Here are 2 examples where I could dig up the youtube links if interested. There is a long (BBC?) documentary of a non-flying elderly passenger having to take over the controls from a dead pilot in a tiny plane. In the fading light, they could have talked him down to his little home airport, but they bullied him to a distant airport with all the shiny equipment to scrape his remains off the pavement. This meant almost total darkness, and he couldn't find the light switch for his instruments which was blocked by the dead body.

The new airport had just a trace of light so he initially had a chance to keep the wings level vs the horizon, but they bullied him into landing into a short runway because of slightly better wind direction. Of course it was botched, and then he was in complete blackout to endlessly circle and try for the longer runway. It is incredibly hard to know which way is up without instruments (John Kennedy crashed this way even with instruments), and in spite of a helicopter flying alongside it was near impossible. It's all done in a gentlemanly way with the radio and video snippets, but I wanted to scold them in spite of their eventual success.
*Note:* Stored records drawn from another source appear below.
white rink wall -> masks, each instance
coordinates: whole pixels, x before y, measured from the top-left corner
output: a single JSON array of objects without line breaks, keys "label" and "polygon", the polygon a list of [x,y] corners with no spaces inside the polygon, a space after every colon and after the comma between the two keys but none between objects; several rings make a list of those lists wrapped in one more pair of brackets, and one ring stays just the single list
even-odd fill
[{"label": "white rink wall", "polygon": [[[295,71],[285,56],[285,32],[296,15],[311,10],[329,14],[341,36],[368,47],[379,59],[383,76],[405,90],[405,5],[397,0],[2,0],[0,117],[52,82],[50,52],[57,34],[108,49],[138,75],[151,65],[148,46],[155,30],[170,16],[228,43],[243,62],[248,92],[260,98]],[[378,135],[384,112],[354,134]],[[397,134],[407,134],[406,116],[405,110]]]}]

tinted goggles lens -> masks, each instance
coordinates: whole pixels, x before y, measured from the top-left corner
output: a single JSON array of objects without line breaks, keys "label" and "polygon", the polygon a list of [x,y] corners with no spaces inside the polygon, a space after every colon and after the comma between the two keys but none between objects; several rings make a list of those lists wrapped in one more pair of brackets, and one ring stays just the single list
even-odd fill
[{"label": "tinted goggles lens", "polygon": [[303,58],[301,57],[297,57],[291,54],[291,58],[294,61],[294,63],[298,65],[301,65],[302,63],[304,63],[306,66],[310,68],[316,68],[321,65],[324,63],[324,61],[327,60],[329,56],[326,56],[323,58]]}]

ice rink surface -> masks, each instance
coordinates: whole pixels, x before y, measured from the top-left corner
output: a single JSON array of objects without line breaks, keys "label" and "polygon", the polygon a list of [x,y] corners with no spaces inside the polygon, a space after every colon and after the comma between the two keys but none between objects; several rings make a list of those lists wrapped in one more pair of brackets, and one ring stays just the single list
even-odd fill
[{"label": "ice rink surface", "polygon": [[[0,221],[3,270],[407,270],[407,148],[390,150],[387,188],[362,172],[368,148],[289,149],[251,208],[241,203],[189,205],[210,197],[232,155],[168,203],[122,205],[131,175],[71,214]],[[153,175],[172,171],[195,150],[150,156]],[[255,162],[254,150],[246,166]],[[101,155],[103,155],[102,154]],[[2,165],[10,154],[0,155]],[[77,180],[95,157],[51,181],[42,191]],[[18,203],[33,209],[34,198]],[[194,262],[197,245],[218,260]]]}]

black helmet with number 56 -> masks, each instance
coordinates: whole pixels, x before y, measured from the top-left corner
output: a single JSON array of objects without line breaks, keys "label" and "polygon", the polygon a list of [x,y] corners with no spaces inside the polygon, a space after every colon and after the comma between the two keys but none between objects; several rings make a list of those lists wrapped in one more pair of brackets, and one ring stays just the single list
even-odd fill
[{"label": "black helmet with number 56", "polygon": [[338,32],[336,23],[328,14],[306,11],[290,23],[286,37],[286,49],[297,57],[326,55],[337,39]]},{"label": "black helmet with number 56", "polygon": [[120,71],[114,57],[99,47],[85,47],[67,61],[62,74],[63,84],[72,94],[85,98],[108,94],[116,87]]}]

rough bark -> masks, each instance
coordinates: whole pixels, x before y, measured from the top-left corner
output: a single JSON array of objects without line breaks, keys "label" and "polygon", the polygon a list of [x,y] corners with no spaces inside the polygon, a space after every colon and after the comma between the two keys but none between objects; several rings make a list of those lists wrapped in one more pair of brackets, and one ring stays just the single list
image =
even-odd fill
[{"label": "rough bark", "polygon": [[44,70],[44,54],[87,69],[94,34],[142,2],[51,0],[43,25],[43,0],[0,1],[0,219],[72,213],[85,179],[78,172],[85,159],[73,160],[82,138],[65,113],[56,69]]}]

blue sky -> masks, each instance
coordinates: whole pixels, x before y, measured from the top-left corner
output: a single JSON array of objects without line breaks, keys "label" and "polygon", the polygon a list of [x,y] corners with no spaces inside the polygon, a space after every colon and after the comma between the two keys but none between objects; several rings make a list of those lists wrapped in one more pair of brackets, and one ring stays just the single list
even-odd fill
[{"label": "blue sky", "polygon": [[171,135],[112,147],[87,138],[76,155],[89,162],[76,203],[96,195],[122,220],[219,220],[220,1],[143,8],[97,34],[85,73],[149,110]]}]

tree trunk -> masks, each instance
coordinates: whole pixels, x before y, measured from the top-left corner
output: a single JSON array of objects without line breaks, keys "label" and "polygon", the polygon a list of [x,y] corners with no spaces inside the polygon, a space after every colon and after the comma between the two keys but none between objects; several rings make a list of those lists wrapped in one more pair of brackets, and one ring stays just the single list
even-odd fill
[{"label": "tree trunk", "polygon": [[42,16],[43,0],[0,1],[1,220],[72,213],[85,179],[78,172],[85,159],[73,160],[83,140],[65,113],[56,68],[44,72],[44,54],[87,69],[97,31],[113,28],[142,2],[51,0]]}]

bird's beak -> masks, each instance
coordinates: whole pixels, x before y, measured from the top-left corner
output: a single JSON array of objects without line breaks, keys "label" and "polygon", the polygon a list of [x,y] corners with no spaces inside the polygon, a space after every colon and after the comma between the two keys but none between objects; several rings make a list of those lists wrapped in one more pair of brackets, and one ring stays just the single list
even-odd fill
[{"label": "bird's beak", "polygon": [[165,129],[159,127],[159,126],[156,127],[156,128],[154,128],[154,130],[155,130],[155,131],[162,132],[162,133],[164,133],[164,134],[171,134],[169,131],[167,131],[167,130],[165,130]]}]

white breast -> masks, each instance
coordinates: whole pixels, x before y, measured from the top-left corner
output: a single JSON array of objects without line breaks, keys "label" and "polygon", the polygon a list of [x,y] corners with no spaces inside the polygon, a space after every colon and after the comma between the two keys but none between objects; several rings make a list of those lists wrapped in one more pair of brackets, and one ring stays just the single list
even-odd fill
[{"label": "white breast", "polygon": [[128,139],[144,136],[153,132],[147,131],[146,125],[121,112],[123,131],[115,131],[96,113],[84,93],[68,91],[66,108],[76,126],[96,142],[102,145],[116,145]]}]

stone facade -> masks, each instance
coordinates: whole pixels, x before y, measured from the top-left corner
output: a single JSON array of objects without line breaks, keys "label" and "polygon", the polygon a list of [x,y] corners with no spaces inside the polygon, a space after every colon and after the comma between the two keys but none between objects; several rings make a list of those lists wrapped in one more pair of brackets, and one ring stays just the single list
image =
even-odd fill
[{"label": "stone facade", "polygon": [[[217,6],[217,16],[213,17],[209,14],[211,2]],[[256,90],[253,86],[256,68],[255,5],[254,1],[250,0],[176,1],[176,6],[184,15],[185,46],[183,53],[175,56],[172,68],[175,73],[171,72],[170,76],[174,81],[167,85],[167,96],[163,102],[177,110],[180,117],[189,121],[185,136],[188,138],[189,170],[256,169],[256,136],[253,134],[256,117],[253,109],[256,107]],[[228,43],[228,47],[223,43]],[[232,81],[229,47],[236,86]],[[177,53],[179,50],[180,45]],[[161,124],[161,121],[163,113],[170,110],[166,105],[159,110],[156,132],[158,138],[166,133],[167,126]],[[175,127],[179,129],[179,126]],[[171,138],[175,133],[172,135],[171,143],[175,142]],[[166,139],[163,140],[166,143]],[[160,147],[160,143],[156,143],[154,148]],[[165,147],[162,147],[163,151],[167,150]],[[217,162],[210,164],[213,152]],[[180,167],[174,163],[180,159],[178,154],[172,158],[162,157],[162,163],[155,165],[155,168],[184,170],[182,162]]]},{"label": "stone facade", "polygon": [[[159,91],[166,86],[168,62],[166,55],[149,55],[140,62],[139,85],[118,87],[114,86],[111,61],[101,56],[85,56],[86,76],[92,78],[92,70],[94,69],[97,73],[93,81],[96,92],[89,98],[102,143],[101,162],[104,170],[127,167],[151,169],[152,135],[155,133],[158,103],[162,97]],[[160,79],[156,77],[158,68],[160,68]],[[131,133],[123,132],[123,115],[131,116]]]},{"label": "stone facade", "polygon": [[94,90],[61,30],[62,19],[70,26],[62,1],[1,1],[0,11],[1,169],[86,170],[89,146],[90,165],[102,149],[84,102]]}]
Another youtube had a guy flying (alone?) in patchy clouds when the instrument panel went dark. It would have been easy for him to spiral down thru odd bits of blue and save himself, but the ground controllers wanted him to choose this or that straight line to various nearby airports. Of course that way he can avoid other air traffic in an organized way, but it led to him being forced into a big cloud, losing orientation, and crashing. Reminds me about the near failure of dropping the second atomic bomb. The crew couldn't spot their target thru the clouds and against orders wandered around to the point where fuel was too short to bring the bomb back. This infinitely precious war-ending bomb would have to be ditched in the sea or a random forest. But at the last moment they had a tiny glimpse of Nagasaki, and popped the bomb into the outer suburbs which just barely convinced the emperor that the game was up.
 
While russian air safety isn't all that, you haven't been properly scared of flying until you get to fly between two islands in indonesia on a local plane company.....
 
you haven't been properly scared of flying until you get to fly between two islands in indonesia on a local plane company.....
Sounds like an interesting story there. Years ago I flew their Garuda airline on a trijet with a bad safety reputation from LA to Bali, via a fuel stop on a nearly deserted Indonesian island. Some locals lined the runway looking like cannibals, maybe paid by a tourism bureau to add local color. The pilot sounded and flew like a wild cowboy; he firewalled the engines BEFORE turning on the runway, and the outside tires squealed just like some of the passengers from side G forces. But I was naively content due to the really low rates Garuda charged.

The only time I had the sense to be scared was in sailplane lessons. Not on our first emergency landing (after the instructor had warned me "You couldn-ta pickt a worser day!"). He suddenly ran out of altitude and screamed into the least bumpy area downwind. The next day I saw duct tape repairs on fabric fuselage near the main tire. The scary landing was after a tow rope broke while we were climbing 45 degrees up. I don't get why the instructor didn't first drop the nose to regain flying speed, but he U turned first and then dropped the nose for a potentially back-breaking downwind landing. I guess he was avoiding barbed wire in the upwind direction. In this case I did end my sailplane lessons in spite of them being extremely cheap.